Stories generally focus on the dangers of the deep, ranging from leaking barrels of radioactive waste, red tide, flooding and depressurization in the station, and of course dangerous sea animals. During the course of events, viewers learn along with the characters about various ocean facts or the perils of humans trying to live in a foreign environment. The attempts at educating do come off as a little forced at times, but I have to say that I did learn a lot from watching the show, and found most of it pretty interesting. Humour is present, too, often coming from the Murphy kids or a playful seal or dolphin.
Watching this set turned out to be more of a pleasure than I expected. The drawing and animation are not very good, but the stories make up for it. Hopefully, its appearance on DVD will lead to others discovering that it is really a little gem from the silver age of Hanna-Barbera, not just a “lame” 1970s show that was ridiculed so mercilessly by Cartoon Network’s mocking revival Sealab 2021, which ran for four surreal seasons.
Is This Thing Loaded?
There are no extras on this release. Chapter stops occur at appropriate scene breaks.
Clear Amaray case with a tray for one of the discs, and no insert or episode listing. These are, of course, DVD-R discs.
Ink And Paint:
The lacklustre animation is done no favors by this transfer, as the elements are not remastered, so that Sealab 2020 is looking very much like a forty year old show. While the picture is clear enough, there is plenty of aliasing, and dust and print damage are not uncommon. Colors are reasonably accurate, but some fading is evident.
Only the original English mono track is present, sounding at least as good as one could expect, with no hiss or significant distortion. There are no subtitles.
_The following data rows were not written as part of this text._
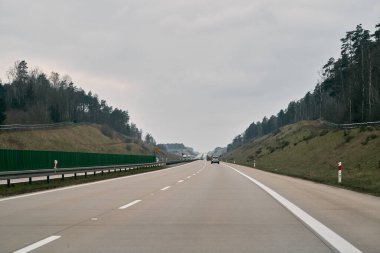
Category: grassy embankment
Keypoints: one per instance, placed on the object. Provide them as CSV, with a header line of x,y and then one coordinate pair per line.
x,y
312,151
77,138
35,186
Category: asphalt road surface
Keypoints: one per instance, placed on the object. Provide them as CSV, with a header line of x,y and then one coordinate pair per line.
x,y
196,207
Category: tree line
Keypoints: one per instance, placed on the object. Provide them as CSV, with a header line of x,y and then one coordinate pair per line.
x,y
32,97
348,90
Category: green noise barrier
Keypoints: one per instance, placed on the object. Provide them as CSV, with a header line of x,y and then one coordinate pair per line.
x,y
19,160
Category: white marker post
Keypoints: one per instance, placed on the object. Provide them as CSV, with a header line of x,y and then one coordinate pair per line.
x,y
340,172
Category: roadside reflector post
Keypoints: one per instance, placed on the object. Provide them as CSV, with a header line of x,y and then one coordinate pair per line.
x,y
55,165
340,172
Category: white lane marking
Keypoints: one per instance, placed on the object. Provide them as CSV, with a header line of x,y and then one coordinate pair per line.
x,y
88,184
329,236
38,244
130,204
165,188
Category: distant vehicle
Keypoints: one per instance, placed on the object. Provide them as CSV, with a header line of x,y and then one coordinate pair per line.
x,y
215,159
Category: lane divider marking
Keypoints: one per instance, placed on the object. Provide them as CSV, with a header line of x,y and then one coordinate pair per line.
x,y
38,244
89,184
130,204
326,234
165,188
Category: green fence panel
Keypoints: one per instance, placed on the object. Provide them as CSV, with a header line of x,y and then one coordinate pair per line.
x,y
18,160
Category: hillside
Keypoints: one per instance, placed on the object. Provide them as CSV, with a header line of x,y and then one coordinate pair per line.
x,y
80,138
312,151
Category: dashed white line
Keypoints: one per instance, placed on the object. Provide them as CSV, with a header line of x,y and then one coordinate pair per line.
x,y
38,244
88,184
130,204
329,236
165,188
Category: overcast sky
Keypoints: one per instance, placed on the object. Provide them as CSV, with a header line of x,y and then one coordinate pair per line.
x,y
191,71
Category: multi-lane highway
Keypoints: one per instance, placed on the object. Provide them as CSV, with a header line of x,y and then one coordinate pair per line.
x,y
197,207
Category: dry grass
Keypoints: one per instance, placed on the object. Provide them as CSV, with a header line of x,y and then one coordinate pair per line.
x,y
311,151
79,138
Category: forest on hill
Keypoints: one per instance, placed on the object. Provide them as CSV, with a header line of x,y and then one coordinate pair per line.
x,y
348,92
32,97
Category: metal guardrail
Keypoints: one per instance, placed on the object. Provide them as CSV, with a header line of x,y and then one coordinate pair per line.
x,y
352,125
9,175
63,171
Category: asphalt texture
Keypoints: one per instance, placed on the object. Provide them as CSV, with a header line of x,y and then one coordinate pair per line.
x,y
196,207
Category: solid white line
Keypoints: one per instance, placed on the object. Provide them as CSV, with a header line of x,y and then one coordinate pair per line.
x,y
88,184
130,204
165,188
329,236
38,244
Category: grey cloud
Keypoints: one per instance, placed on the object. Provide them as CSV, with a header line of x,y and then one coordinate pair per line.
x,y
198,71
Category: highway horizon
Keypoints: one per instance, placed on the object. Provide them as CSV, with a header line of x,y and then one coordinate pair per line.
x,y
195,207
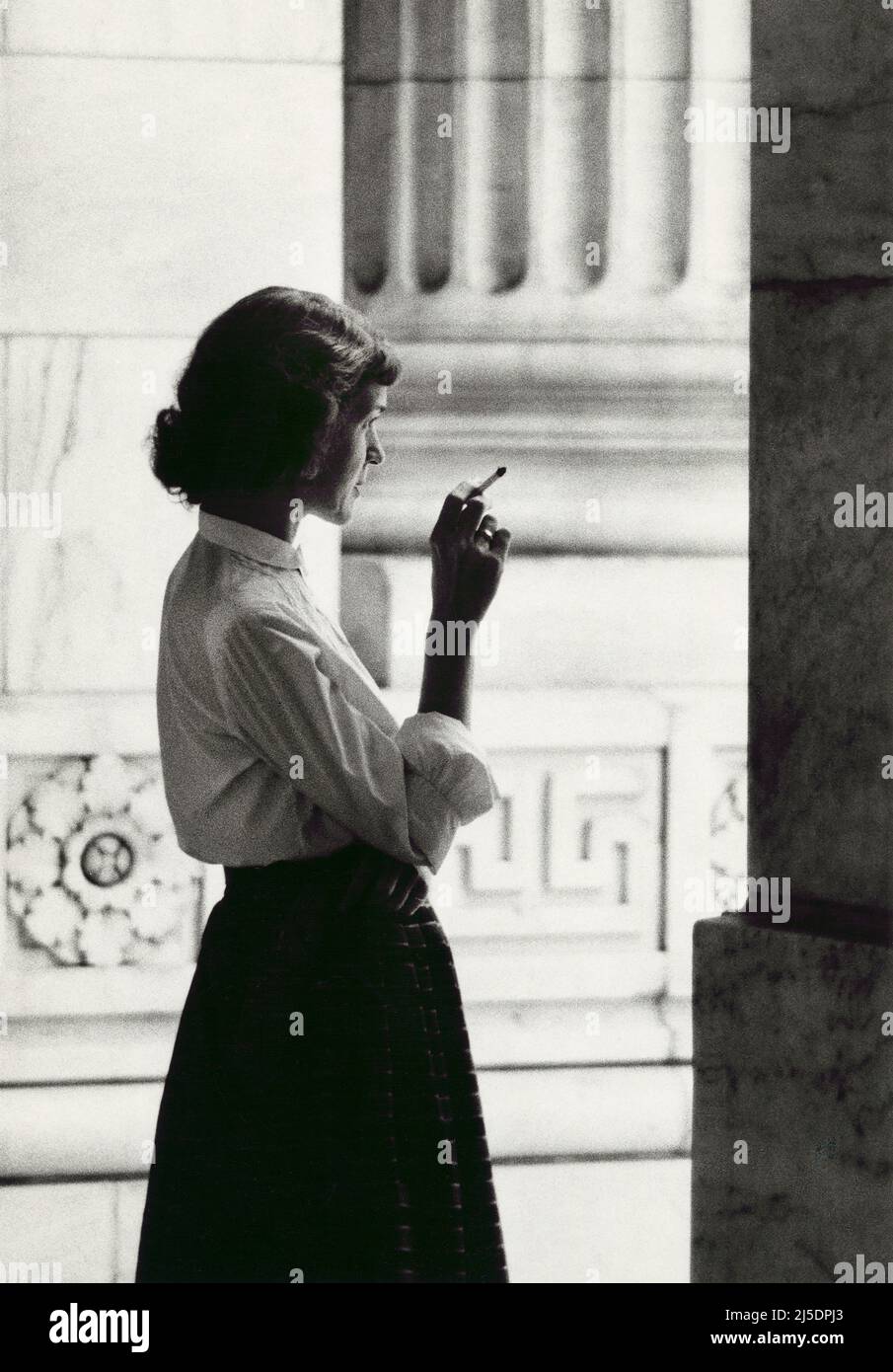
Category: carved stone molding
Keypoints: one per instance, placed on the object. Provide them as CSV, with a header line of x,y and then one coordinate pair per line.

It will never be recognized as one of Hanna-Barbera’s best, but Sealab 2020 is a fine little show, full of adventure and— yes— educational material mixed into the scripts. I would rather watch these shows than an episode of Funky Phantom or any of the other Scooby clones (though they each have their charms, of course). It’s also more entertaining than SeaQuest DSV, for that matter. Video and audio are about par for an H-B Warner Archive release, which is about what a show like this deserves, probably. If the premise intrigues you at all, I suspect you will be happy with Sealab 2020.